Gen. David Petraeus: “In fact, as the secretary explained, this would be a district-by-district, as the conditions obtain, as the security situation is sufficient for the Afghan security forces that will be working hard to develop are capable of taking on those tasks. … And again, there’s no — there’s no time line, no ramp, nothing like that.” He politely sidesteps a direct answer to the question: “General, honestly, would you have preferred no time line to be set publicly?”
Bill Kristol on Copenhagen: “The equivalent of the entire carbon footprint of Morocco is what we’re going to emit into the atmosphere so these guys can get together and talk pointlessly in Copenhagen.”
The voters seem to have other priorities: “For the first time in Gallup’s 25 year history of asking Americans to choose between economic growth and environmental protection, a majority sided with the paper money over the trees. … It’s got to be hard to pass a historic climate change bill when public support for climate change legislation is at historic lows.” Or in the middle of a scandal about just how certain the science is.
Hmm, probably not the best damage-control tactic: “Baucus: Relationship wasn’t an ‘affair.’ ”

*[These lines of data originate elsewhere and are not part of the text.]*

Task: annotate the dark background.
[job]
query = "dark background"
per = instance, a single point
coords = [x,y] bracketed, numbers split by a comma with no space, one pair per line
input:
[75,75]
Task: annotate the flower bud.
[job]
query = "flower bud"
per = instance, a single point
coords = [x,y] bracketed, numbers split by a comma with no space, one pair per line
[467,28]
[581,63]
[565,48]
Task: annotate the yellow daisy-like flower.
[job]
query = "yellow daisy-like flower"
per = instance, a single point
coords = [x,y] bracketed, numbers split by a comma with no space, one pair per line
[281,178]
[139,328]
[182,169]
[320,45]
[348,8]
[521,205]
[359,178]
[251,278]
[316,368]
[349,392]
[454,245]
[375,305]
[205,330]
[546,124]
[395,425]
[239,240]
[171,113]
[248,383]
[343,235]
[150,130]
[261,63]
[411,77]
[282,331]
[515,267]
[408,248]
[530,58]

Marty Peretz is still waiting for that “new beginning between America and the Muslim World”: “The fact is, as Barack Obama refuses to grasp, Islam needs to shoulder responsibility for what is done in its name. For what is not rejected–in most cases, not at all rejected–by the sages of present-day Islam. Since the president has taken to lecture Americans about ‘one of the world’s great religions,’ which I believe it to be, he might also take to studying why so many of its elders in schools of theology and other authoritative men have embraced, publicly embraced, the gangsters in their midst.”
Really, did you think Obama’s approval and disapproval trend lines would cross in less than a year?
Sen. Ben Nelson seems not to like much of anything about ObamaCare: “He has not only taken an uncompromising position on abortion, demanding stronger language to prohibit federal funding of abortion. He has also voted against every Democratic amendment so far, aside from those that received unanimous support from the body. Nelson’s voting record on the bill suggests a general dislike for key aspects of it.”